UN Report: Thousands of Ramadi Buildings Damaged, Destroyed

TEHRAN (Tasnim) – A United Nations report finds that the ongoing battle for the city of Ramadi has damaged or destroyed more than 4,500 buildings.

The findings on Sunday, gathered by comparing satellite imagery of the city collected in July 2014 to imagery collected in December, reveal that nearly 1,500 buildings have been completely destroyed, the report said.

The Islamic State in Iraq and the Levant (ISIL) group overran Ramadi, capital of Anbar province, in May after months of clashes with Iraqi government forces. Last month government forces retook the city's western and central districts.
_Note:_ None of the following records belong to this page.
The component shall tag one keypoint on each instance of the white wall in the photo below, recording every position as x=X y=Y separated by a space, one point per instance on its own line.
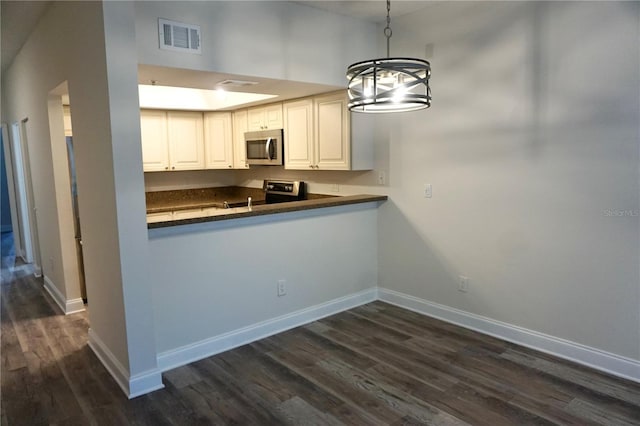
x=70 y=44
x=271 y=39
x=216 y=278
x=532 y=149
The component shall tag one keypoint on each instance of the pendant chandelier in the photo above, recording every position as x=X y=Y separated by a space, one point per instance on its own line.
x=389 y=84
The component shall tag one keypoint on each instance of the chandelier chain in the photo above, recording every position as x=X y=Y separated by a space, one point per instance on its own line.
x=387 y=29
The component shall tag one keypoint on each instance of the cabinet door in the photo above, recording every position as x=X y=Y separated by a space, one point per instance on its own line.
x=298 y=135
x=155 y=144
x=218 y=140
x=332 y=132
x=240 y=126
x=186 y=140
x=255 y=117
x=273 y=116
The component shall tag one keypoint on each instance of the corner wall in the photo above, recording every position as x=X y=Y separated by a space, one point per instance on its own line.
x=532 y=148
x=81 y=43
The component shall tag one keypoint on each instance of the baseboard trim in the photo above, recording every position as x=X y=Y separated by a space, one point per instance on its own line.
x=190 y=353
x=70 y=306
x=595 y=358
x=136 y=385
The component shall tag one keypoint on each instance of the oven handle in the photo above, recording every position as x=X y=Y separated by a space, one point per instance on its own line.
x=267 y=146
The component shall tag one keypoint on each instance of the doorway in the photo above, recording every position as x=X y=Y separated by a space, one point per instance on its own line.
x=68 y=132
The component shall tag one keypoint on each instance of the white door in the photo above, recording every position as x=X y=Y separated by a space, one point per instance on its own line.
x=26 y=201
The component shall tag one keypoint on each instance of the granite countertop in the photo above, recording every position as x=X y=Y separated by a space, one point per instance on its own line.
x=185 y=199
x=168 y=201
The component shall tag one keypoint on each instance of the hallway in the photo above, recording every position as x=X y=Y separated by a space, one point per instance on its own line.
x=12 y=266
x=375 y=364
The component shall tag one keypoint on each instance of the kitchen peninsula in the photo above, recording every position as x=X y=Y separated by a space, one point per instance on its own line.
x=181 y=207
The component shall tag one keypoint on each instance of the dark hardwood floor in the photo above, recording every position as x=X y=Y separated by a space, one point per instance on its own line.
x=373 y=365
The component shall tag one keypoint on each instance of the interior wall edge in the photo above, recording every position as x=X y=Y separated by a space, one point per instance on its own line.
x=67 y=306
x=132 y=386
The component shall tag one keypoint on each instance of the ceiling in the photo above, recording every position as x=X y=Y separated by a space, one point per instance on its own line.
x=19 y=17
x=284 y=89
x=369 y=10
x=18 y=20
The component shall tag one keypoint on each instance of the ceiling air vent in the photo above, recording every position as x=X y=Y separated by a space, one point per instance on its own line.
x=178 y=36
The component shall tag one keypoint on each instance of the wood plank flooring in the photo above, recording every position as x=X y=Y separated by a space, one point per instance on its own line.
x=373 y=365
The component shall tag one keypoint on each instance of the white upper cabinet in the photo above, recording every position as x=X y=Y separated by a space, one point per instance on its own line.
x=172 y=140
x=218 y=140
x=240 y=126
x=186 y=140
x=321 y=134
x=155 y=143
x=332 y=131
x=298 y=134
x=266 y=117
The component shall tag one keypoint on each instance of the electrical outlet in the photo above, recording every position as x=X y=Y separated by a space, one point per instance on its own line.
x=428 y=190
x=463 y=284
x=282 y=288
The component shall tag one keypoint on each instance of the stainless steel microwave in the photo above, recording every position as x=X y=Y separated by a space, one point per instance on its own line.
x=264 y=147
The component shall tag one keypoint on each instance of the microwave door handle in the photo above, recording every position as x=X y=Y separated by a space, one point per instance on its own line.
x=267 y=146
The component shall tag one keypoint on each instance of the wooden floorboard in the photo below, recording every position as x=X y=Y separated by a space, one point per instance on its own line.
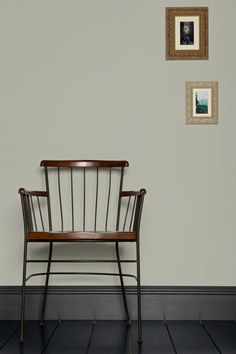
x=35 y=338
x=189 y=337
x=115 y=337
x=223 y=333
x=155 y=338
x=111 y=337
x=70 y=337
x=7 y=329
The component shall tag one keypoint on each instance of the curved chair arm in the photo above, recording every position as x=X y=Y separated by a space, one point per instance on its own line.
x=23 y=191
x=32 y=209
x=137 y=198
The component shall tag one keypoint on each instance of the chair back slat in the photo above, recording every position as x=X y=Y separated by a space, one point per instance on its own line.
x=35 y=213
x=96 y=201
x=72 y=199
x=108 y=199
x=40 y=213
x=132 y=214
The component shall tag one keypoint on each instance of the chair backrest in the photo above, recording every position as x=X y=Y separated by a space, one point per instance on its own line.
x=84 y=195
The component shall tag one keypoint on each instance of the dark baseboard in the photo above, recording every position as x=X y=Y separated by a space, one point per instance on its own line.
x=105 y=302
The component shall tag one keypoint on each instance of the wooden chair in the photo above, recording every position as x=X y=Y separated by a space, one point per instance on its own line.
x=84 y=201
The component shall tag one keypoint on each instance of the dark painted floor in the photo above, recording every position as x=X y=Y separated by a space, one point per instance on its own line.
x=115 y=337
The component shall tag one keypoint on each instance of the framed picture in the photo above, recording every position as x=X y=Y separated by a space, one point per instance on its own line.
x=186 y=33
x=202 y=102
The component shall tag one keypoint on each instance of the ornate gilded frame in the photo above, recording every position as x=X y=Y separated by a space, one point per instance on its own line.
x=208 y=91
x=198 y=49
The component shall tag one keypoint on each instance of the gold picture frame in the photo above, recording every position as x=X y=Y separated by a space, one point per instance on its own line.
x=186 y=33
x=202 y=102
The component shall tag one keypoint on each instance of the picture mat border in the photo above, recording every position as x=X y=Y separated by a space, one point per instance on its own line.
x=186 y=54
x=190 y=86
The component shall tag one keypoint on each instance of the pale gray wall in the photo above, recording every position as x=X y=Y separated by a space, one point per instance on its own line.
x=89 y=79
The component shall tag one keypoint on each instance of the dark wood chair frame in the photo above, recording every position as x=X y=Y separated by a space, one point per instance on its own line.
x=31 y=233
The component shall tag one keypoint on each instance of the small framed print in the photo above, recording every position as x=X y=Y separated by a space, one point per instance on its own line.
x=186 y=33
x=202 y=102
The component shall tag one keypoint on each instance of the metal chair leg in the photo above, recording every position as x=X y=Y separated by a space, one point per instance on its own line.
x=21 y=340
x=122 y=284
x=140 y=336
x=46 y=285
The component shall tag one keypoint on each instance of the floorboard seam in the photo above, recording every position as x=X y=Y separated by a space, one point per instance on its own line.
x=90 y=338
x=49 y=339
x=171 y=339
x=10 y=336
x=212 y=340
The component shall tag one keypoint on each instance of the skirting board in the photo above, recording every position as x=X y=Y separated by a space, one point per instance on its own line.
x=105 y=302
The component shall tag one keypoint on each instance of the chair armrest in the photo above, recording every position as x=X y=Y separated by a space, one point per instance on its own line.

"The kind of damage that happened in Ramadi is incomparable to what we saw in Tikrit," said Lise Grande, the UN's deputy special representative to Iraq, referring to the last major city that forces aligned with the Iraqi government took back from ISIL control. The extent of the damage in Ramadi, she says, raises concerns about reconstruction, the Associated Press reported.

Grande emphasized the report was preliminary as UN teams have not yet been able to access Ramadi, 70 miles (115 kilometers) west of Baghdad, on the ground. 

While members of the US-led coalition to fight ISIL have pledged more than $50 million to Iraqi reconstruction, Iraqi and coalition officials estimate that rebuilding Ramadi alone could cost hundreds of millions of dollars.

ISIL swept into Iraq in the summer of 2014, overrunning nearly a third of the country including Iraq's second largest city of Mosul.

Since then, Kurdish forces in the north and fighters aligned with the central government in the country's western and central provinces have slowly clawed back some territory from the militant group.

But months of violence and the scorched earth practices ISIL employs upon retreat have left much of the reclaimed territory uninhabitable. As of November the UN estimated that 3 million Iraqis remained displaced by violence.